An object moves with constant acceleration 4.95 m/s2 and over a time interval reaches a final velocity of 13.2 m/s.
(a) If its initial velocity is 6.6 m/s, what is its displacement during the time interval?
(b) What is the distance it travels during this interval?
a) 13.2
13.2^2=6.6^2+2(4.95)(ΔX)
174.24= 43.56+9.9ΔX
130.68=9.9ΔX
ΔX=13.2
b)6.6+13.2/2=13.2/t
9.9=13.2/t
t= 1.33
To solve this problem, we can use the equations of motion under constant acceleration. Recall the following equation:
v = u + at
Where:
- v is the final velocity,
- u is the initial velocity,
- a is the acceleration, and
- t is the time.
In this case, we are given:
- u = 6.6 m/s,
- a = 4.95 m/s², and
- v = 13.2 m/s.
(a) To find the displacement, we need to use the following equation:
s = ut + (1/2)at²
Substituting the given values, we have:
s = (6.6 m/s)(t) + (1/2)(4.95 m/s²)(t²)
First, we need to find the value of t. Rearranging the equation v = u + at, we have:
t = (v - u)/a
Plugging in the values, we get:
t = (13.2 m/s - 6.6 m/s)/(4.95 m/s²)
Simplifying, we get:
t = 1.3232 s
Now, substituting this value of t back into the equation for displacement, we have:
s = (6.6 m/s)(1.3232 s) + (1/2)(4.95 m/s²)(1.3232 s)²
Solving for s, we get:
s ≈ 4.43 m
Therefore, the object's displacement during the time interval is approximately 4.43 meters.
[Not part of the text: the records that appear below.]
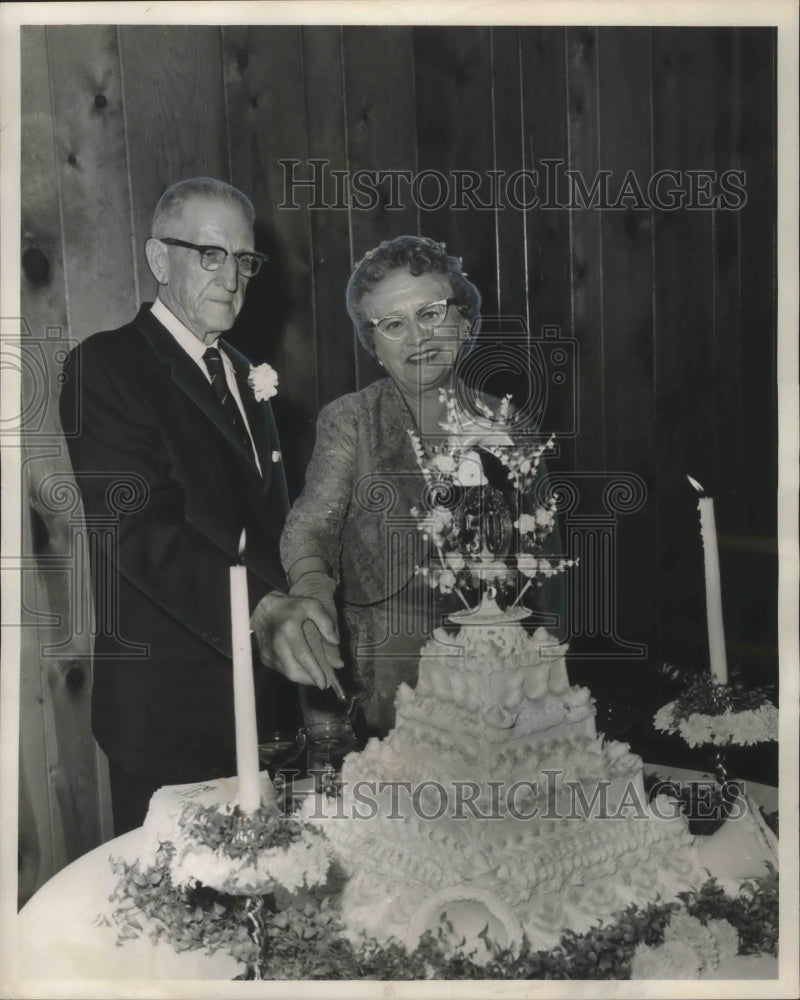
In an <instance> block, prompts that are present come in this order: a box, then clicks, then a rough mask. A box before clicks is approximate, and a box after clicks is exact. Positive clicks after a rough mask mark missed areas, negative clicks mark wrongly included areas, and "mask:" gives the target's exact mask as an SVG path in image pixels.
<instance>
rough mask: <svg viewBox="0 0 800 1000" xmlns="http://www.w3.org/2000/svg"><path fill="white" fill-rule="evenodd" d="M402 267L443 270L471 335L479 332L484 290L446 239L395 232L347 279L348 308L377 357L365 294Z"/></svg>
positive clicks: (436, 270)
mask: <svg viewBox="0 0 800 1000" xmlns="http://www.w3.org/2000/svg"><path fill="white" fill-rule="evenodd" d="M397 268H403V269H405V270H407V271H408V273H409V274H412V275H414V277H417V276H419V275H420V274H429V273H432V274H441V275H443V276H444V277H446V278H447V279H448V280H449V282H450V287H451V288H452V290H453V294H452V297H453V298H454V299H455V300H456V308H457V309H458V311H459V312H460V313H461V315H462V316H464V317H465V318H466V319H468V320H469V321H470V337H474V336H475V334H476V333H477V332H478V326H479V324H478V319H479V316H480V309H481V294H480V292H479V291H478V289H477V288H476V287H475V286H474V285H473V284H472V282H471V281H469V280H468V279H467V276H466V274H465V273H464V271H463V269H462V267H461V258H460V257H454V256H452V255H451V254H448V252H447V247H446V246H445V245H444V243H437V242H436V240H432V239H429V238H428V237H427V236H395V238H394V239H392V240H384V241H383V243H381V244H379V245H378V246H377V247H375V248H374V250H369V251H367V253H366V254H365V255H364V256H363V257H362V258H361V260H360V261H359V262H358V263H357V264H356V266H355V267H354V268H353V273H352V274H351V275H350V280H349V281H348V282H347V292H346V298H345V301H346V304H347V312H348V313H349V314H350V318H351V319H352V321H353V324H354V325H355V328H356V333H357V334H358V339H359V340H360V341H361V343H362V345H363V347H364V349H365V350H366V351H367V352H368V353H369V354H371V355H372V356H373V357H375V343H374V334H375V331H374V328H373V326H372V324H371V323H368V322H367V321H366V320H365V319H364V316H363V315H362V313H361V302H362V299H363V298H364V296H365V295H366V294H367V293H368V292H371V291H372V289H373V288H374V287H375V286H376V285H377V284H378V282H379V281H381V280H382V279H383V278H385V277H386V275H387V274H388V273H389V272H390V271H394V270H396V269H397Z"/></svg>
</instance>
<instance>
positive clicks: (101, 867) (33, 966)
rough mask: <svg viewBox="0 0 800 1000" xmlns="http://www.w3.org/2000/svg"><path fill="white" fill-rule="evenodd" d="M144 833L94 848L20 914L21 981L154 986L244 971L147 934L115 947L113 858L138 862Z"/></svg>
mask: <svg viewBox="0 0 800 1000" xmlns="http://www.w3.org/2000/svg"><path fill="white" fill-rule="evenodd" d="M142 841H143V831H142V830H141V829H139V830H132V831H131V832H130V833H126V834H124V835H123V836H121V837H117V838H116V840H110V841H108V842H107V843H105V844H101V845H100V847H96V848H95V849H94V850H93V851H89V853H88V854H84V855H83V856H82V857H80V858H78V860H77V861H73V862H72V864H71V865H68V866H67V867H66V868H62V870H61V871H60V872H58V874H56V875H54V876H53V878H51V879H50V881H49V882H46V883H45V884H44V885H43V886H42V888H41V889H39V891H38V892H37V893H36V894H35V895H34V896H33V897H32V898H31V899H30V900H28V902H27V903H26V904H25V906H23V908H22V909H21V910H20V912H19V916H18V925H17V926H18V934H19V936H18V941H17V955H18V962H19V966H18V974H19V978H20V979H25V980H28V979H31V980H39V979H47V980H55V979H60V980H76V979H86V980H90V979H103V980H105V979H108V980H134V979H135V980H141V981H147V980H153V979H233V978H234V977H235V976H237V975H239V973H240V972H242V971H244V967H243V965H242V964H241V963H240V962H237V961H236V960H235V959H234V958H232V957H231V956H230V955H228V954H226V953H225V952H222V951H219V952H216V953H215V954H213V955H206V954H204V953H203V952H202V951H184V952H180V953H179V952H176V951H174V950H173V949H172V947H171V946H170V945H169V944H167V943H165V942H164V941H158V942H156V943H155V944H154V943H153V942H152V941H151V940H150V938H149V937H148V936H147V935H146V934H145V935H142V937H140V938H135V939H132V940H126V941H125V943H124V945H123V946H122V947H117V946H116V942H117V936H118V933H119V928H118V927H117V926H116V925H115V924H113V922H112V924H111V926H107V925H106V924H104V923H102V921H101V920H99V919H98V918H99V917H100V916H101V915H104V916H107V917H110V915H111V913H112V912H113V910H114V905H115V904H113V903H111V902H110V901H109V896H110V895H111V893H112V892H113V891H114V888H115V887H116V884H117V876H116V875H115V874H114V872H113V871H112V870H111V865H110V864H109V859H110V858H123V859H124V860H125V861H134V860H136V858H138V857H139V855H140V853H141V845H142Z"/></svg>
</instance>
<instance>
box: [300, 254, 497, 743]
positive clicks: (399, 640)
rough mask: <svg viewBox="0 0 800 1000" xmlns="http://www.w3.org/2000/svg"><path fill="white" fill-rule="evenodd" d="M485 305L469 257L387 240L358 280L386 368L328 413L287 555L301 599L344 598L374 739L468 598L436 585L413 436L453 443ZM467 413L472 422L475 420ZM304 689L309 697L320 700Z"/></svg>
mask: <svg viewBox="0 0 800 1000" xmlns="http://www.w3.org/2000/svg"><path fill="white" fill-rule="evenodd" d="M480 302H481V298H480V294H479V292H478V290H477V289H476V288H475V286H474V285H473V284H472V283H471V282H470V281H468V280H467V278H466V276H465V275H464V273H463V271H462V269H461V262H460V261H459V260H458V259H457V258H455V257H453V256H451V255H449V254H448V253H447V251H446V248H445V246H444V245H443V244H441V243H436V242H435V241H433V240H430V239H426V238H424V237H417V236H399V237H397V238H396V239H393V240H389V241H386V242H384V243H382V244H381V245H380V246H379V247H377V248H376V249H375V250H372V251H370V252H369V253H368V254H367V255H366V256H365V257H364V259H363V260H362V261H361V262H360V263H359V264H358V265H357V266H356V268H355V270H354V271H353V274H352V275H351V277H350V281H349V282H348V286H347V309H348V312H349V314H350V316H351V318H352V320H353V323H354V324H355V327H356V330H357V332H358V337H359V339H360V341H361V344H362V346H363V347H364V349H365V350H366V351H368V352H369V353H370V354H371V355H373V356H374V357H376V358H377V360H378V362H379V364H380V365H381V366H382V367H383V368H384V369H385V371H386V376H387V377H386V378H383V379H380V380H379V381H377V382H374V383H373V384H372V385H369V386H367V387H366V388H365V389H362V390H360V391H359V392H354V393H350V394H348V395H346V396H343V397H341V398H340V399H337V400H335V401H334V402H332V403H330V404H329V405H328V406H326V407H325V408H324V409H323V410H322V412H321V413H320V415H319V421H318V425H317V440H316V446H315V449H314V454H313V456H312V459H311V462H310V464H309V467H308V471H307V474H306V484H305V489H304V491H303V493H302V495H301V496H300V498H299V499H298V500H297V502H296V503H295V505H294V507H293V508H292V511H291V513H290V515H289V518H288V521H287V523H286V528H285V530H284V534H283V538H282V542H281V556H282V559H283V563H284V567H285V569H286V571H287V574H288V578H289V582H290V584H291V585H292V589H291V593H292V594H293V595H303V596H312V597H316V598H318V599H320V600H321V601H322V603H323V605H324V606H325V607H326V609H327V610H328V611H329V612H330V613H331V614H332V616H334V620H336V613H337V609H336V606H335V603H334V598H335V597H336V599H337V603H338V605H339V608H340V610H341V612H342V614H341V620H342V625H343V631H344V635H343V640H344V642H343V651H344V653H345V656H346V658H347V659H348V660H349V665H350V667H351V669H352V673H353V675H354V676H353V678H352V681H354V682H355V684H356V686H357V688H358V689H359V701H360V709H361V713H362V715H363V717H362V718H361V720H360V721H361V723H362V734H363V735H385V734H386V733H387V732H388V731H389V730H390V729H391V728H392V726H393V725H394V698H395V694H396V691H397V688H398V686H399V685H400V684H401V683H402V682H405V683H407V684H409V685H411V686H412V687H413V686H414V684H415V683H416V680H417V664H418V654H419V650H420V647H421V646H422V644H423V643H424V642H425V640H426V639H427V638H429V637H430V635H431V633H432V631H433V629H434V628H436V627H437V626H439V625H441V624H442V622H443V620H444V619H445V617H446V616H447V615H448V614H450V613H452V612H453V611H456V610H459V609H460V608H462V607H463V605H462V604H461V602H460V600H459V598H458V597H457V596H455V595H454V594H453V593H452V592H451V593H446V592H445V593H443V592H440V590H439V589H438V588H437V589H432V588H431V587H430V586H428V583H427V577H426V575H425V573H424V570H425V568H426V567H425V563H426V558H427V553H426V551H425V542H424V540H423V539H422V536H421V534H420V532H419V531H418V530H417V529H416V527H415V524H414V521H413V518H412V517H411V513H410V512H411V511H412V508H417V509H419V508H420V507H421V504H422V497H423V494H424V491H425V480H424V478H423V476H422V474H421V471H420V468H419V466H418V463H417V457H416V454H415V451H414V446H413V442H412V440H411V437H410V435H409V431H413V432H415V433H416V435H417V437H418V439H419V440H421V442H422V443H423V445H425V444H426V443H428V444H430V443H436V440H437V439H439V440H440V439H441V436H442V434H443V431H442V427H441V423H442V421H443V420H444V418H445V416H446V406H445V403H444V402H443V400H442V398H441V390H442V389H444V388H457V387H458V383H457V380H456V375H455V370H456V361H457V359H458V356H459V353H460V352H461V351H462V349H463V348H464V346H465V345H466V344H467V343H468V341H469V340H470V338H471V337H472V336H473V335H474V334H475V332H476V330H477V329H478V319H479V310H480ZM460 395H462V396H463V393H461V394H460ZM464 419H465V422H466V425H467V426H468V425H469V423H470V420H471V419H472V418H471V415H470V414H469V413H465V414H464ZM420 569H422V570H423V572H420ZM326 648H327V649H328V650H329V659H330V661H331V663H333V664H337V663H339V661H338V658H337V657H336V654H335V651H334V650H332V649H331V647H326ZM326 694H327V697H328V698H329V699H330V700H329V701H328V702H327V704H328V705H329V706H330V707H331V708H332V709H335V705H336V703H335V699H333V697H332V695H331V694H330V692H327V693H326ZM305 695H306V701H307V704H308V703H309V702H314V701H315V700H316V701H317V702H319V699H320V697H321V696H320V693H319V692H316V691H312V692H311V693H309V691H308V690H306V692H305ZM312 714H313V713H312ZM364 726H365V732H364V731H363V729H364Z"/></svg>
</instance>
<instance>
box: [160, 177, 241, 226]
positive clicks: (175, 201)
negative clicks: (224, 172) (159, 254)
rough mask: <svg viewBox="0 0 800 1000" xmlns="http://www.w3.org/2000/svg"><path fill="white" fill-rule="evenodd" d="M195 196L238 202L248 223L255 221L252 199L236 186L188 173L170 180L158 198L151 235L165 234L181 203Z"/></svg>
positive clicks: (177, 216) (215, 179)
mask: <svg viewBox="0 0 800 1000" xmlns="http://www.w3.org/2000/svg"><path fill="white" fill-rule="evenodd" d="M198 197H199V198H213V199H215V200H216V201H223V202H227V203H228V204H229V205H238V207H239V208H241V210H242V211H243V212H244V214H245V216H246V217H247V221H248V222H249V223H250V225H251V226H252V225H253V223H254V222H255V217H256V211H255V209H254V208H253V203H252V202H251V201H250V199H249V198H248V197H247V195H246V194H243V193H242V192H241V191H240V190H239V189H238V188H235V187H233V186H232V185H230V184H226V183H225V181H220V180H217V178H216V177H190V178H189V179H188V180H185V181H176V183H175V184H170V186H169V187H168V188H167V190H166V191H165V192H164V193H163V194H162V195H161V197H160V198H159V199H158V204H157V205H156V208H155V211H154V212H153V227H152V235H153V236H155V237H159V236H167V235H169V234H168V232H167V229H168V228H169V224H171V223H172V222H173V221H174V220H175V219H176V218H177V217H178V216H179V215H180V214H181V212H182V211H183V206H184V205H185V204H186V202H187V201H189V199H190V198H198Z"/></svg>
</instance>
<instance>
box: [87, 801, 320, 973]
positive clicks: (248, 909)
mask: <svg viewBox="0 0 800 1000" xmlns="http://www.w3.org/2000/svg"><path fill="white" fill-rule="evenodd" d="M330 867H331V855H330V850H329V848H328V844H327V841H326V839H325V838H324V837H323V836H322V835H321V834H320V833H319V832H318V831H317V830H316V829H315V828H314V827H313V826H312V825H311V824H306V823H302V822H301V821H300V820H299V818H297V817H296V816H285V815H282V814H281V813H279V812H278V811H277V810H276V808H275V807H274V806H263V807H262V808H260V809H259V810H257V811H256V812H254V813H250V814H248V815H246V816H244V815H242V814H240V813H239V811H238V810H237V808H236V807H234V806H232V805H231V804H230V803H226V804H225V805H224V806H222V807H219V806H204V805H201V804H200V803H196V802H190V803H189V804H187V805H186V806H185V807H184V809H183V811H182V812H181V814H180V818H179V820H178V828H177V832H176V834H175V836H174V839H173V840H164V841H161V842H160V843H159V846H158V848H157V850H156V851H155V854H154V855H152V856H150V857H147V856H145V857H143V858H140V859H139V860H137V861H135V862H133V863H132V864H129V863H127V862H125V861H123V860H120V859H113V858H112V859H111V868H112V871H113V872H114V873H115V874H116V875H117V876H118V878H119V881H118V883H117V886H116V888H115V890H114V893H113V894H112V895H111V897H110V899H111V902H114V903H116V904H117V907H116V909H115V911H114V913H113V915H112V918H111V919H112V920H113V922H114V923H116V924H117V925H118V926H119V927H120V934H119V938H118V943H120V944H121V943H122V942H124V941H125V940H127V939H130V938H133V937H138V936H139V935H140V934H142V933H144V929H143V922H146V923H147V925H148V932H149V935H150V937H151V939H152V940H153V941H157V940H158V939H159V938H165V939H166V940H167V941H168V942H169V943H170V945H171V946H172V947H173V948H175V950H176V951H179V952H180V951H186V950H189V949H192V948H198V947H203V948H205V949H206V950H207V951H208V952H209V953H213V952H214V951H216V950H218V949H223V950H225V951H226V952H228V953H229V954H230V955H232V956H233V957H234V958H235V959H237V960H239V961H240V962H242V963H243V964H244V965H245V968H246V971H245V973H244V974H243V976H242V978H245V979H262V978H263V975H262V973H263V970H264V968H265V966H266V963H267V962H268V956H269V932H268V927H269V924H270V921H271V919H272V915H273V914H274V913H275V912H276V910H277V908H278V906H279V905H280V904H279V903H278V902H277V901H278V900H279V899H283V900H287V899H291V898H293V896H295V895H296V894H297V893H302V892H305V891H308V890H310V889H313V888H315V887H317V886H319V885H321V884H324V883H325V881H326V879H327V877H328V873H329V870H330ZM98 919H99V920H100V921H101V922H103V923H106V924H108V923H110V922H111V921H110V920H109V918H108V917H106V916H101V917H100V918H98Z"/></svg>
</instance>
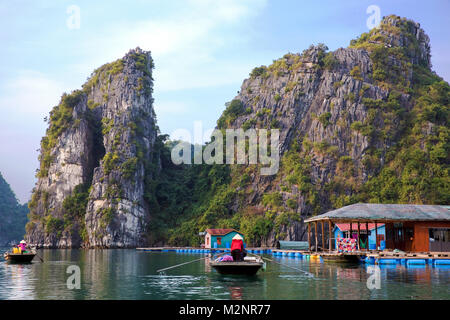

(b) To find the distance traveled, we need to consider whether the object changes direction during the given time interval. Since the object is moving with a constant acceleration, its velocity is increasing over time, but we are not given any information about changes in direction. Therefore, we can assume that the object moves in a straight line.
In this case, distance traveled can be found by taking the absolute value of the displacement. So:
distance = |s| = |4.43 m| = 4.43 m
Therefore, the object travels a distance of approximately 4.43 meters during this interval.